私にはこの「消費」がわからない。オタクやオタクの一部についてネガティブに語る人の中には、「消費」という言葉でもって「消費者は悪である」との言葉に代えようとしている人が少なからずいる。

 

『安直に「消費」しているオタクへの嫌悪感やばい』

 

『それは「消費」である』とさえ指摘すれば、安直に「消費」している人々は自分の愚かさにひとりでに気づいてくれると思い込んでいる人がいる。

 

『お手軽に「消費」してんじゃねーよオタクども』

 

そう、こんな感じだ。そして、こういう人たちの中に、「消費」という言葉の定義をきちんと行わないにもかかわらず、「消費は悪である」というテーゼだけは前提抜きに受け入れている人というのが、また少なからずいる。

人々が「消費」と呼んで指そうとしているものの内実が、たいていの場合、私にはさっぱり見えてこない。おお、「消費」批判者たちよ、頼むから、「消費」を批判したいなら、「消費とは何なのか」その定義を、逐一自分の言葉で説明してくれ。

もし万が一あなた方が、「消費とは何なのか」を少しも考えたことがないのにただ「消費は悪である」というテーゼから出発しているのだとすれば、それは不当だ。あなた方は、ボードリヤールが言ってきたことの内容をまるで理解せず、その結論だけをかすめ取っていることになる。そのようなことは許されない。「消費」と離れがたい人生を送ってきた私が許さない。

 

『ならば「消費は美徳」とでもいうつもりか? そんな考えはとっくの昔に廃物と化しているが?』

 

もしあなたが、「60年代以降、「消費は美徳」という考え方が生まれ、90年代以降、「消費されるものだけが豊かさではない」という考え方が(再)発見されてきた」という程度の話でもって私のお願いを封殺しようとしているのであれば、それはナンセンスだ。
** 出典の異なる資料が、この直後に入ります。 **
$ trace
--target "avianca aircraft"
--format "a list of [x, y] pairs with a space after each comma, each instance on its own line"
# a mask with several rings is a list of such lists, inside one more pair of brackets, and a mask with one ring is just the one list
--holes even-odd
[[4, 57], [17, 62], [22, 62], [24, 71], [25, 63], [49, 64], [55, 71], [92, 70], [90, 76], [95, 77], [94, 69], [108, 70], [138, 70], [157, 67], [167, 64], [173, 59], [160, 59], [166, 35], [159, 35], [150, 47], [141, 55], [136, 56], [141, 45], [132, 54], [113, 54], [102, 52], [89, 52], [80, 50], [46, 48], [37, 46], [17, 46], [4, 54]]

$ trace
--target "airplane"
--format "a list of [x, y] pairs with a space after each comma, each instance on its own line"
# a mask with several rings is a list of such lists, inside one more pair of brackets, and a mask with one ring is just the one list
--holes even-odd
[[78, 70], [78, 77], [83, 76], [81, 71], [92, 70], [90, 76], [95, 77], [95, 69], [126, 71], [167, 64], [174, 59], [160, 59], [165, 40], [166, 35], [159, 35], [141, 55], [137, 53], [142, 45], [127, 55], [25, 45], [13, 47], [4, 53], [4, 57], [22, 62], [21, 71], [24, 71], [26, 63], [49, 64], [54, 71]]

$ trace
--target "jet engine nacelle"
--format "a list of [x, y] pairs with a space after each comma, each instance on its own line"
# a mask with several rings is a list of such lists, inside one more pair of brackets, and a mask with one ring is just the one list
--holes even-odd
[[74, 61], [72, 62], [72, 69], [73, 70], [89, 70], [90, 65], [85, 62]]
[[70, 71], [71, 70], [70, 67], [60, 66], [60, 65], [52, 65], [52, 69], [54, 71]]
その程度の話はただ、「消費」に対する世の中の印象が変化してきたということを言っているにとどまるのであって、「消費」そのものについて何も言ってはいない。そう、確かに「本質」は時代によって変化する、しかしそのことによって、ただちに『消費の本質は「現在嫌われものである」というところにある』などとは言えないはずだ。

 

『いくらなんでも、毎回自分の言葉で「消費」の定義を説明していたら時間が足りない。ボードリヤールくらいは共通前提にさせてくれ』

 

そうか、私がボードリヤールも読んでいないくせに批判者と同じフィールドに立とうとしたことがそもそも間違いだったか。それは、もう、反論のしようもあるまい。私が悪かった。もうあなた方と話すことは何もない。

そう、“何も”ない。「考えなしに消費してんな」といくら声高に叫んだとて、その批判を私が真面目に聞いてやる義理は一つもない。前提知識が足りない私は、すでに議論の場から締め出されているのだから。